I was out dancing Saturday night with a date. I don't drink, which means I can have an unjaundiced frame of mind. It can get pretty drunk on the dance floor, especially among the women, dressed in short tight dresses, showing cleavage, showing off for each other. We danced until close to one in the morning, then got a bite to eat downstairs, next to an open door, next to a stream of men and women lined up, hoping to make it in.
But this is nothing like NY. Nothing like the Meat Packing District, where Alafair Burke's beautiful underage blonde from Indiana flirts her way inside an exclusive bar. And then gets killed.

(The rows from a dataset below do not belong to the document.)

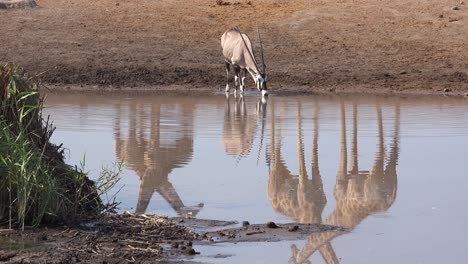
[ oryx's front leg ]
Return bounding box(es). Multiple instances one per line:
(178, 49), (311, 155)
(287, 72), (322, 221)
(233, 65), (241, 92)
(240, 69), (247, 93)
(224, 61), (231, 93)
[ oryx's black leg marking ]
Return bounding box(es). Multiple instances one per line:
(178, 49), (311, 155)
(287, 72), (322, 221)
(241, 69), (247, 92)
(233, 65), (240, 91)
(224, 61), (231, 92)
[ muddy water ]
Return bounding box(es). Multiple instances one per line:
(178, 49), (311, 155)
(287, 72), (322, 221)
(44, 94), (468, 263)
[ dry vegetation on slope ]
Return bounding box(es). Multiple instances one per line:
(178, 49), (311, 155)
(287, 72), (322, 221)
(0, 0), (468, 93)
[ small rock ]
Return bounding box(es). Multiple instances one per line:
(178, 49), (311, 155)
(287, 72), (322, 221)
(288, 225), (299, 232)
(187, 248), (200, 255)
(171, 242), (179, 248)
(267, 222), (279, 228)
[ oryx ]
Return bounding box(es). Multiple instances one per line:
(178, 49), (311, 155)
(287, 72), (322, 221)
(221, 28), (268, 96)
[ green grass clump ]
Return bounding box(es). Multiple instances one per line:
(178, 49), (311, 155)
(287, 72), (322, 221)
(0, 64), (103, 229)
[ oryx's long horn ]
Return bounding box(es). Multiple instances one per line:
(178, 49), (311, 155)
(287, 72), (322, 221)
(257, 27), (266, 74)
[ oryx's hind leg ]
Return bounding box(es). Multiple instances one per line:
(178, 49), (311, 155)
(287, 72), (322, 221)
(224, 61), (231, 93)
(240, 69), (247, 93)
(233, 65), (241, 92)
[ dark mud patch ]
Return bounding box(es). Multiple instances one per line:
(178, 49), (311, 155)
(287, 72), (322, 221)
(0, 0), (37, 9)
(201, 222), (347, 243)
(0, 214), (346, 263)
(0, 215), (198, 263)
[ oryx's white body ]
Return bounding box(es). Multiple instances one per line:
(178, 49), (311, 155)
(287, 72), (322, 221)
(221, 29), (267, 95)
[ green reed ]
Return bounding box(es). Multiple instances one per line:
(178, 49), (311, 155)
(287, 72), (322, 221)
(0, 64), (111, 229)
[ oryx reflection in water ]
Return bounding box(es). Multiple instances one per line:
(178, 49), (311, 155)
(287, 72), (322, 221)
(114, 98), (203, 216)
(223, 95), (267, 159)
(268, 100), (400, 263)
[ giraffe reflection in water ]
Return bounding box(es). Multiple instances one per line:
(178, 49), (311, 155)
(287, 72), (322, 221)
(114, 98), (203, 217)
(268, 101), (400, 263)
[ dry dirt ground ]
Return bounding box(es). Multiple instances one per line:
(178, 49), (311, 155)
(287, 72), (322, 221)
(0, 0), (468, 94)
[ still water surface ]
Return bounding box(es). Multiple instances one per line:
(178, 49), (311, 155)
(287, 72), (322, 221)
(44, 94), (468, 263)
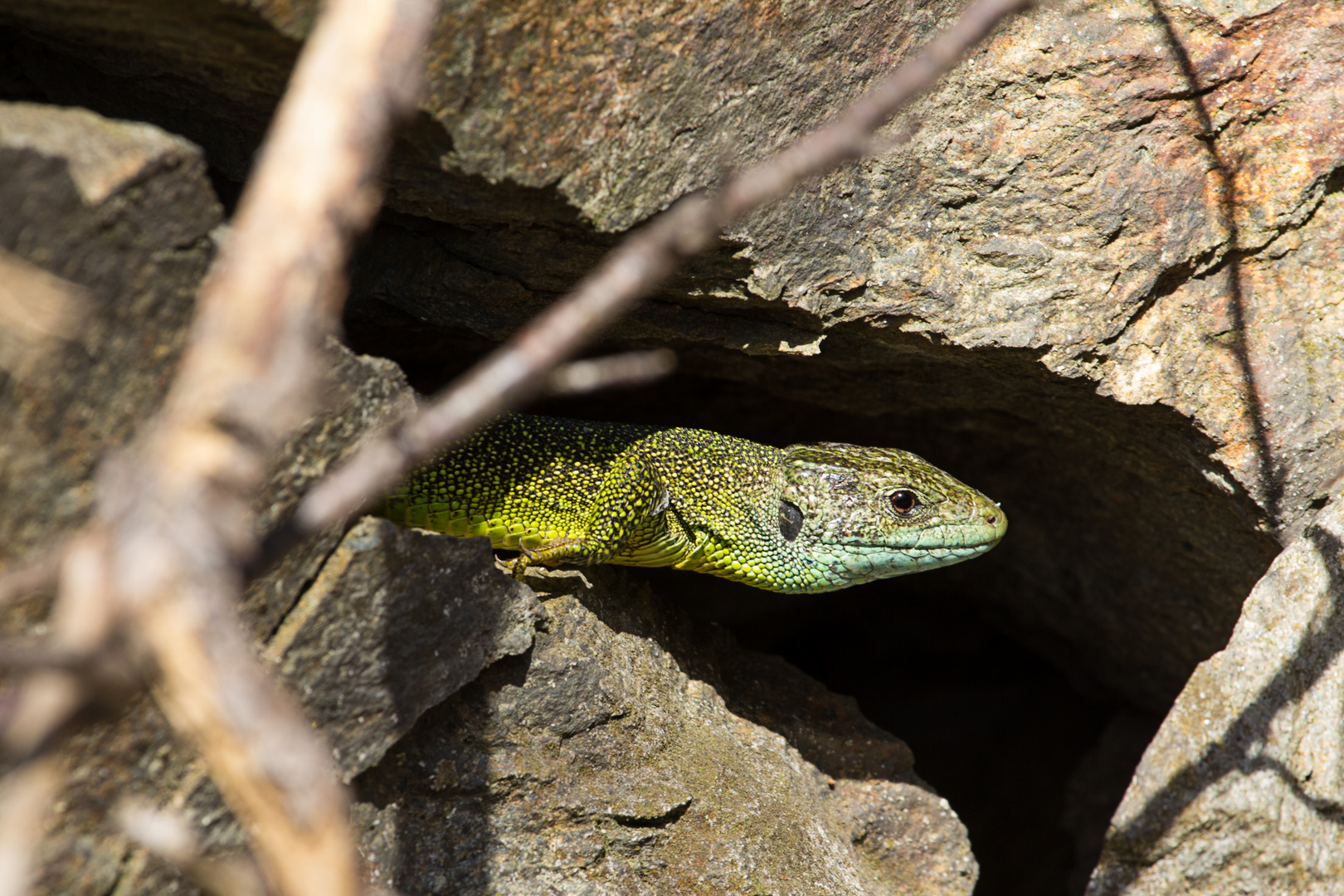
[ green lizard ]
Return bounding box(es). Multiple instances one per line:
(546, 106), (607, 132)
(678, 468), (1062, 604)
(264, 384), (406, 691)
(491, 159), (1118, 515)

As we settle into her friend's mansion in SW Portland this afternoon, up in the fully furnished loft, with a pool table and a huge TV, she divulges that she's read my book blog from the previous day. My hand is tipped, but I will ask about her famous dad when it feels appropriate in the arc of the interview.
But first, Alafair tells me that she's been on both sides of those partying nights when everyone is too loaded to know what's good for her -- and she wants to stay or she wants her friends to leave with her. I remember those days, too, but because I can't remember what happened next -- and other people would remind me the next day -- or ten years later -- that's why I quit drinking fifteen years ago.

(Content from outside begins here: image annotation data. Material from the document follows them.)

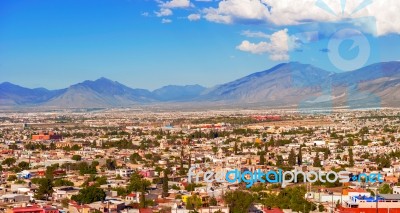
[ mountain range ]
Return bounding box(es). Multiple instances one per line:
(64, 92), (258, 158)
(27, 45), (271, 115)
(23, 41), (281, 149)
(0, 61), (400, 108)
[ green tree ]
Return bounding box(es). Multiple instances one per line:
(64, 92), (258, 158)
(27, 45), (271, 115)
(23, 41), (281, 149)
(18, 161), (29, 170)
(260, 151), (265, 165)
(186, 195), (201, 210)
(378, 183), (393, 194)
(53, 179), (74, 187)
(34, 178), (53, 200)
(71, 155), (82, 161)
(224, 190), (255, 213)
(233, 141), (238, 155)
(1, 158), (16, 167)
(297, 146), (303, 166)
(349, 148), (354, 167)
(106, 159), (117, 170)
(162, 169), (168, 197)
(288, 149), (296, 166)
(208, 196), (218, 206)
(71, 186), (106, 204)
(318, 204), (325, 212)
(7, 175), (18, 181)
(313, 152), (322, 167)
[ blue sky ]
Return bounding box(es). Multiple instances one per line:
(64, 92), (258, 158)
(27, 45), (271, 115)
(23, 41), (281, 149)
(0, 0), (400, 89)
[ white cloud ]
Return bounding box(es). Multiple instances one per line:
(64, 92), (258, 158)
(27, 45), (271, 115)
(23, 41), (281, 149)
(161, 18), (172, 24)
(203, 0), (400, 36)
(203, 0), (269, 24)
(188, 13), (201, 21)
(154, 8), (173, 17)
(242, 30), (269, 38)
(236, 29), (298, 61)
(161, 0), (191, 8)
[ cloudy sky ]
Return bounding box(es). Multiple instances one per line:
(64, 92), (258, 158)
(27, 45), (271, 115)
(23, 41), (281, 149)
(0, 0), (400, 89)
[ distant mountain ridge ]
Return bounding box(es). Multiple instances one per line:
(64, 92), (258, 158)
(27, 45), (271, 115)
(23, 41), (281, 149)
(0, 62), (400, 108)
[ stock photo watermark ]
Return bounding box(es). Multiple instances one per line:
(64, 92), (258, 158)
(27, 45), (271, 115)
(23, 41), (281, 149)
(188, 167), (383, 188)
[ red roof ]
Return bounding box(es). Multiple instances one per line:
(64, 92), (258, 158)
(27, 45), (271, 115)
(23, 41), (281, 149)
(139, 208), (153, 213)
(127, 193), (136, 197)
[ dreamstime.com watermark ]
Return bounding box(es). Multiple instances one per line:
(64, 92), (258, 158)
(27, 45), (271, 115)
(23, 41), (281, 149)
(188, 167), (383, 188)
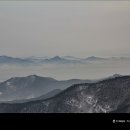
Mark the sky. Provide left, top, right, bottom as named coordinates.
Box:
left=0, top=1, right=130, bottom=57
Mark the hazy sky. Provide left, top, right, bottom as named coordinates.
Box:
left=0, top=1, right=130, bottom=57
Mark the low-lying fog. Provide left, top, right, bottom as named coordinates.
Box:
left=0, top=61, right=130, bottom=82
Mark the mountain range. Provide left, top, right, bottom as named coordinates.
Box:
left=0, top=75, right=91, bottom=101
left=0, top=56, right=130, bottom=65
left=0, top=76, right=130, bottom=113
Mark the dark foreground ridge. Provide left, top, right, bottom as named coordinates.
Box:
left=0, top=76, right=130, bottom=113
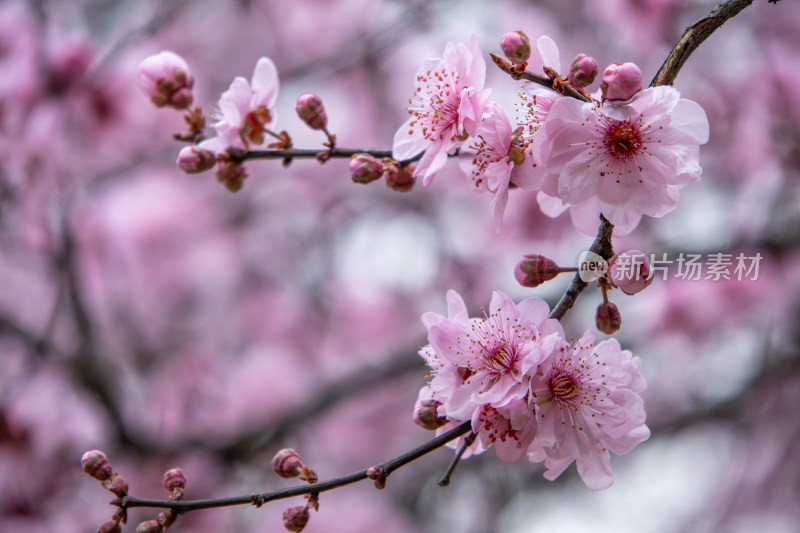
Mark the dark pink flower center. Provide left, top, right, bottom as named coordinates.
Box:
left=550, top=371, right=581, bottom=403
left=603, top=119, right=642, bottom=161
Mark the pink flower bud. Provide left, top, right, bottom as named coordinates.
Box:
left=164, top=468, right=186, bottom=492
left=414, top=400, right=447, bottom=431
left=177, top=146, right=217, bottom=174
left=97, top=520, right=122, bottom=533
left=500, top=31, right=531, bottom=65
left=295, top=93, right=328, bottom=130
left=514, top=254, right=560, bottom=287
left=384, top=164, right=415, bottom=192
left=595, top=302, right=622, bottom=335
left=136, top=520, right=164, bottom=533
left=103, top=474, right=128, bottom=498
left=81, top=450, right=114, bottom=481
left=350, top=154, right=383, bottom=183
left=282, top=506, right=308, bottom=533
left=600, top=63, right=642, bottom=102
left=139, top=51, right=194, bottom=109
left=272, top=448, right=303, bottom=478
left=367, top=466, right=388, bottom=489
left=567, top=54, right=598, bottom=89
left=608, top=250, right=655, bottom=294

Alafair cites cases like Natalie Holloway who partied in Aruba on a school trip, and vanished. And there have been other beautiful young women. Too many. That concept sparked this novel, centered around the beautiful, savagely murdered Chelsea Hart. That was the hardest part to write, Alafair says, how Chelsea was cut and slashed up, her tresses chopped off at crazy angles.
Alafair's newest books have been starring Ellie Hatcher, in NYPD, who's climbed her way up to homicide detective too fast, in some peoples' opinion. A clue. Maybe. Alafair hopes readers fall in love with Detective Ellie enough to make her an ongoing character. I do. I read Ellie as cool, funny, smart, very real. Actually, a lot like Alafair.
How did her dad -- bestselling author James Lee Burke -- influence her? She says she saw him absorbed in his craft -- and few know this -- but her mom was a school librarian. Books were all around the four siblings -- now all successful. Alafair says her dad was always very encouraging. "He must be proud of you, " I say.
She laughs, "He'd be proud of me if I wrote the phone book."
And then she adds, "He says I was younger than he was when I made it."
Salud to Ellie and to Alafair!
Here's the Angel's Tip recipe, credit to Alafair:
Shake two ounces of Vanilla Vodka with an ounce of Creme de Cacao and a tablespoon of Bailey's with ice in a cocktail shaker. Strain into a martini glass, garnish with maraschino cherry.
A Diet Coke -- no ice -- over here, please.